FC: I like the word soliloquy ...
RS: Finding ways in which these soliloquies can coexist and interact with each other, creating a dialogue between them and developing a structural format, is an exciting challenge. The music itself has a strong physicality. And what attracted me very much to working with Frances is the enormous physicality of her choreographic work. I hope the physicality, both in music and in dance, will be extremely present for the audience.
DR: I'm not sure if you agree, but to my mind the performance videos all had a certain intimacy or intimate quality. Perhaps because most of them are solos. Does that correspond with what you were just talking about? Is that maybe also a quality that you want to work with in the performance situation?
FC: It's tricky to say, because I immediately think about the first space that we're meant to produce this for, which is this Philharmonie in Essen. It is a beautiful, very impressive space, but there's such a distance between the viewer and the action.

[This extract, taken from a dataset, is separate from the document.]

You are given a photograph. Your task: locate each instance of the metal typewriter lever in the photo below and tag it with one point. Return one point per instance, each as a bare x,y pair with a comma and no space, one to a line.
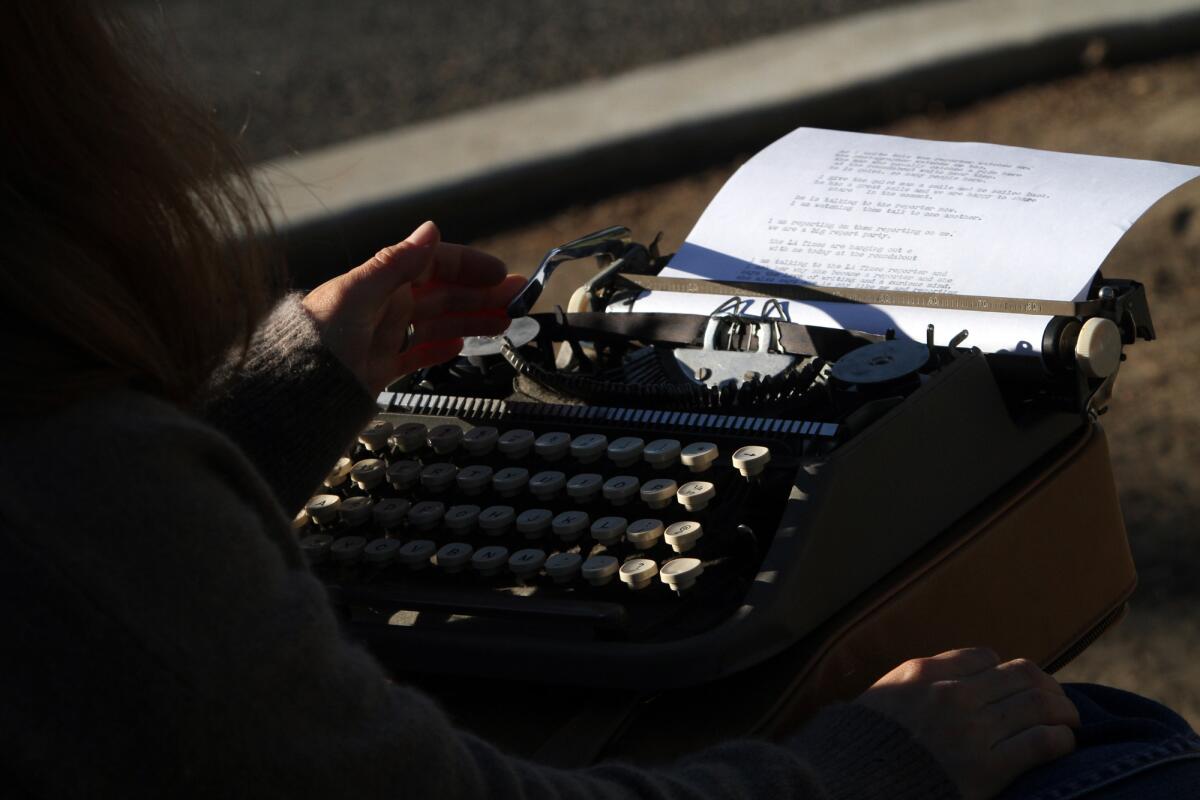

It will be a challenge to establish a physically intimate connection between the audience and the performer in any case.
RS: I know the space. It has an excellent acoustic. The hall is made of wood, and despite the fact that it is very large and has a certain nakedness in a formal classical concert environment, it is extremely warm. We have already discussed bringing our own lighting environment, so we can create a performance concept which adapts easily and quickly to different performance situations. This portable lighting system, which Lea Letzel will be designing, also enables us to create a more intimate environment.
DR: You mentioned earlier a long creative session coming up in a couple of weeks. How is the current coronavirus situation influencing your work and planning?
RS: I do find it frustrating. We aren´t able to meet to develop our ideas and define the collage together. It is undeniably a very different process not working in the same space, but we are adapting. It is important not to pin down too much before we all come together for the first time in August. I will design a preparatory musical timeline, a collage, mapping the juxtapositions of the different pieces. This must give Frances as much flexibility as possible, so that when we all come together, the collage has sufficient plasticity to allow unexpected things to happen, and the collage can develop with the collaborative process.
FC: I agree. I'm attempting to do online rehearsals with the dancers, which has its positives and its negatives. They are my way of maximizing time with the dancers, because dance needs time. I'd like to have developed each dance module prior to the first live meeting in August.
DR: The title of the production is ›Hauch‹, which is also the title of a piece of music which will be part of it. Is the title mainly linked to that piece, or does it also signify an overarching idea?
RS: I think »Hauch« is a beautiful word, one which has no exact translation into English. It's a very old German word. What's particularly interesting is how it has a myriad of slightly different meanings, depending on which sense it is referring to. In English it’s a trace of a thing, a touch or a hint of a thing, a tinge, a whisper or breath of something, a shadow, an aura, a glimmer of something hidden just beneath the surface, and it also implies a touch. The word is an »Andeutung«, it implies. It's about nuance and timbre. It's one of my few German titles. I like the fragility of this word, to be honest. Although I think much of the collage will possibly not be so fragile. We will see.
DR: Now that you mention all these connotations, I can clearly associate them with some of the other pieces and with a lot of what you have just shared. Thank you both very much for this conversation.